First of all, THANK YOU to everyone that donated to Denali's Mom's gift. In that first few hours, I got nearly $80 in donations! I'll keep donations open through Thanksgiving, and take down the button after that. We have lots of good options for gifts; Sydney has offered to do some custom horsehair work, but we will still have leftover money. Laz's momma had another good suggestion about custom posters like the ones she had made of Laz. I had another idea but we'll have to see how much money is left over. Any other suggestions would be great!
If you donated but haven't contacted me via e-mail yet, drop me a line. I'd like to have everyone e-mail me with a little message for her (and your name and/or your blogger name so she knows who you all are) and then send a collective card along with the gift.
Seriously, you guys are the best. Sometimes it completely floors me how much blogging and the connections you make through it can really touch the people around you. Thank you.
In other news, guess where I am right now!
Aaaah, yes. Michigan. I am home for a few days of rest, relaxation and turkey consumption, back in the good ol' thumb state where I was born and raised. I was definitely needing a break, seeing as I am inconsolably stressed about the upcoming move and Gogo's swiss cheese tendons. (Ok, so they're not THAT bad.... but they may as well be at this point.) Last night I finally received a reply to my inquiry about keeping Gogo at my new job despite her injury. The e-mail simply stated that the facility was not equipped to have a laid-up animal on the propery, and that I would need to make arrangements for her elsewhere. And also, if I could find a useful animal to replace her with, that would be good too.
Well. Very unfortunately for me, the salary at the new job does not allow for keeping a horse boarded off the property AND pay for the expenses of TWO horses, much less a dog and a cat and all my other bills. As the riding and training was such a huge part of the job, and because I really am not planning on snagging up the first project I find, that leaves me with no real choice but to decline the job offer and search elsewhere.

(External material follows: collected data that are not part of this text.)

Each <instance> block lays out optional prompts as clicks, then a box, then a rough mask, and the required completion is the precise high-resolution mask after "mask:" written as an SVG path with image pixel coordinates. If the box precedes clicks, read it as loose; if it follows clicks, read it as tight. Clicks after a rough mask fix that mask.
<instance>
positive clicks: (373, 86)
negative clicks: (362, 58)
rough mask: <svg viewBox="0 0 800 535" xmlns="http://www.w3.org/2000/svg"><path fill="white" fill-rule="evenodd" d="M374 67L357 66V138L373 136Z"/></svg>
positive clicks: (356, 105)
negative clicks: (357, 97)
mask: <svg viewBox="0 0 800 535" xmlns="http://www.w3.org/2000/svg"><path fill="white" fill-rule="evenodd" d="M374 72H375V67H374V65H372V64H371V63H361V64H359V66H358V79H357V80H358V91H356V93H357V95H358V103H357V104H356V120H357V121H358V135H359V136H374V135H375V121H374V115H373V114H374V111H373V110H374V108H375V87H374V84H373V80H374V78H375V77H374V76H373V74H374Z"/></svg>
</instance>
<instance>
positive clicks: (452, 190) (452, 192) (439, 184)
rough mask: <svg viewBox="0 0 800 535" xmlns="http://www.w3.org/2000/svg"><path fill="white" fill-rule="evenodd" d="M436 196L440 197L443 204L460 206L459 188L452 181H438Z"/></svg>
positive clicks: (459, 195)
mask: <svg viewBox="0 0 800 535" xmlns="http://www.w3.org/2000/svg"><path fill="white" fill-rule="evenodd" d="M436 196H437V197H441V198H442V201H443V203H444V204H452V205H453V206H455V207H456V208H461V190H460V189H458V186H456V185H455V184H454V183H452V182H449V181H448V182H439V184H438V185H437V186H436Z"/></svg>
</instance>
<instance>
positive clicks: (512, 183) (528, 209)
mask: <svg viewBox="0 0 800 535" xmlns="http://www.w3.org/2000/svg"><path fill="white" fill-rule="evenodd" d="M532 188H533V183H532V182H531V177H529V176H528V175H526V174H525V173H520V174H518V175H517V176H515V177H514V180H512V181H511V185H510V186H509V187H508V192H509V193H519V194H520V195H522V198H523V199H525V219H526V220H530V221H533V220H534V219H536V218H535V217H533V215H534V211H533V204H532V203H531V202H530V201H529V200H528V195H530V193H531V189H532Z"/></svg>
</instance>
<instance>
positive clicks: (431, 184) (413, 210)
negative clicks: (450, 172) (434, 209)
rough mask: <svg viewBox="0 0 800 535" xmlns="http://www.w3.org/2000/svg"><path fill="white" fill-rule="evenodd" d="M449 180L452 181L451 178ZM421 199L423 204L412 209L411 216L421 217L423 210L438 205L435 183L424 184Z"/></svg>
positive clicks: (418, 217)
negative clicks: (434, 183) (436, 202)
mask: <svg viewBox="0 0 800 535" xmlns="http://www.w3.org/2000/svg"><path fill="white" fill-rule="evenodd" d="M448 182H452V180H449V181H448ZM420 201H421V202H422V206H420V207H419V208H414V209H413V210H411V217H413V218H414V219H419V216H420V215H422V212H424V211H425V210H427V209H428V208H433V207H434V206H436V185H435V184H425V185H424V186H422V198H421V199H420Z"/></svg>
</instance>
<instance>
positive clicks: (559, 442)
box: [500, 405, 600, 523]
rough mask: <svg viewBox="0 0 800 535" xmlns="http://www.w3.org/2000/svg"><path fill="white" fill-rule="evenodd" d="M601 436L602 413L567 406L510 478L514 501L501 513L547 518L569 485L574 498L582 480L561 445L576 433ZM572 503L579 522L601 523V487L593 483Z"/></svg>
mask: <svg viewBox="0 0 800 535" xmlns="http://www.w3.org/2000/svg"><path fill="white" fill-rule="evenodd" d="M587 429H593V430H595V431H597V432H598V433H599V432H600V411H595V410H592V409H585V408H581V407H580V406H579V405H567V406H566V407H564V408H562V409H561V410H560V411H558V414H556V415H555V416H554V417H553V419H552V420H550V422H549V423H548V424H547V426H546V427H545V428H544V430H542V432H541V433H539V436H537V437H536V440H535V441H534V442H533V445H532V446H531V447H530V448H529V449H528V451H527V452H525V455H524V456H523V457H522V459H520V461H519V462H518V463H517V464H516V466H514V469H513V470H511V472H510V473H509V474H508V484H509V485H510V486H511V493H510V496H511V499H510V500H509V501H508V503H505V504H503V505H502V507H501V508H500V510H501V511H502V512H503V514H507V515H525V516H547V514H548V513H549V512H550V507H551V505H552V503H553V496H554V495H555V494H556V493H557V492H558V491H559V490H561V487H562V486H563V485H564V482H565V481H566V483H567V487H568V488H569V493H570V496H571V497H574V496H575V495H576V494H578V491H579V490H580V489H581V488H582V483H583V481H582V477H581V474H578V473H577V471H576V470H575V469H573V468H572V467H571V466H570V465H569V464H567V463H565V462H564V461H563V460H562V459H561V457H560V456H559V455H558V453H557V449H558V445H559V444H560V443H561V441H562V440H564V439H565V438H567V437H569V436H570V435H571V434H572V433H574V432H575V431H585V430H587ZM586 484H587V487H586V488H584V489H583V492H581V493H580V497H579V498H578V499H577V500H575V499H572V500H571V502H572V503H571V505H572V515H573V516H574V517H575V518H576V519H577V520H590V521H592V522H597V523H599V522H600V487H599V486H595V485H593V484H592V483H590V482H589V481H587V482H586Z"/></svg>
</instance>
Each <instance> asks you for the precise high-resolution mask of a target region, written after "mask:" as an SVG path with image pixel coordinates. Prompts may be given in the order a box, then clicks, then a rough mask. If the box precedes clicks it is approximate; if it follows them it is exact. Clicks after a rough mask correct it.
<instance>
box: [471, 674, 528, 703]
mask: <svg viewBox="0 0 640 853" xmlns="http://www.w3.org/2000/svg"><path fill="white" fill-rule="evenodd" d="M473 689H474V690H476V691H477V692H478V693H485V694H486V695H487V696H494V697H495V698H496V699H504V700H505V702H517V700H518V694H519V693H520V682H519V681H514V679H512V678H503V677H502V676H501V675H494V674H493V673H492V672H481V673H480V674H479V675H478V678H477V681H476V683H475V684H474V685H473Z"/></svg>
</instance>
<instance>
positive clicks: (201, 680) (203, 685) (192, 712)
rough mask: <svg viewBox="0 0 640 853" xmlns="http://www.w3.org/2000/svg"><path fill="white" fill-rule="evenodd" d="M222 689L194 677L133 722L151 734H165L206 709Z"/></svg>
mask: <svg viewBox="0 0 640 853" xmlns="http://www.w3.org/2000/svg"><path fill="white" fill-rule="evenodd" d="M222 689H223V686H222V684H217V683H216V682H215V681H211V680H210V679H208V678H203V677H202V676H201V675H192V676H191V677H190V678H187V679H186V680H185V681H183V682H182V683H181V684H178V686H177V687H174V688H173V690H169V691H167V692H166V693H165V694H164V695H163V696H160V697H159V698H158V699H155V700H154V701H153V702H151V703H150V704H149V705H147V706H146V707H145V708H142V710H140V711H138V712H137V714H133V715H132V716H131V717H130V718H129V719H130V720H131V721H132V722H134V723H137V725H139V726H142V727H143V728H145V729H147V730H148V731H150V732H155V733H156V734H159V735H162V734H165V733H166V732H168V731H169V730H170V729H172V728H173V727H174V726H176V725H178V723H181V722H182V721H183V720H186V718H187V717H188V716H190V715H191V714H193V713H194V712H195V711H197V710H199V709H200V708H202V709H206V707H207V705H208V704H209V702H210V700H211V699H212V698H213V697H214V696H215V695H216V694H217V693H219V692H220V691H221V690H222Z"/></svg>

Only. All four of us - dog, cat, horse and myself - are all about to be totally homeless. Doggie, kitty and myself can of course stay in honey's apartment, despite the fact that said apartment is a bit small for that many creatures. But I need to find somewhere for Gogo, and FAST.
I have two options for temporary living. 1) stay in CT and live with honey and find someplace nearby for Gogo. 2) go to MI and stay with family and find someplace nearby for Gogo. Both are doable options. Neither are things I could do for longer than a month without a job. Both of these situations have one central problem: finding a place to keep Gogo, NOW. This in theory should be easy. I mean, all she needs is a field and a shed... no arenas, no stalls, no concerns about location or footing or amenities beyond the simple ones. In reality, I only have 6 days to do this. Barns in CT/NY are very, very expensive. Barns in MI are less so, but it all depends on where you are. I do know a lot of people in the surrounding area; barns where I've kept Gogo before, and where I've kept my other horses as well. There is the possibility of 24/7 turnout in the giant herd where Quincy lived for a few weeks while he was retired, right up until he died. I already spoke with the woman on the phone; I told her she probably wouldn't remember me, but when I mentioned that he had died and his name, she said, "Oh no. That day is burned into my head forever. We've been in business for 40 years and I've never seen anything so horrible." Um, yeah... me too.
So there are options. They take care of my immediate shelter-seeking needs (although if any of you have barn suggestions in either CT, NY or MI.... let me know). We can safely see our way through December this way, but not beyond that.
So now it's time to get serious. In reality, my job in NC was not going to me any further along the path to achieving my goals. Contrary to popular belief, I DON'T want to ride/train/teach for a living. I really, really don't. I love to ride MY horse... and I enjoy riding other horses sometimes. Doing it for a living? No. Teaching? I don't even have the slightest clue how to begin, and I don't want to do it. I guess the problem with knowing these things about myself is that I also know that it creates certain large limitations in my vaguely chosen fields.
Again, I keep coming back to it. Hoofcare. THAT is what I want to do. It's still just a matter of HOW. There's more to it than just trimming... I want to specifically get into sporthorses and farrier work beyond the traditional steel. I've had a lot of good recommendations, and I have a few good leads. It's all a bit vague still, but ideas are becoming more solid by the day. Maybe someday I'll be able to make this all work and not be completely homeless every single time I change jobs. Maybe someday I will have a big, booming business and my own farm. Wouldn't that be amazing?
Yes. But first.... I need to have a place to live.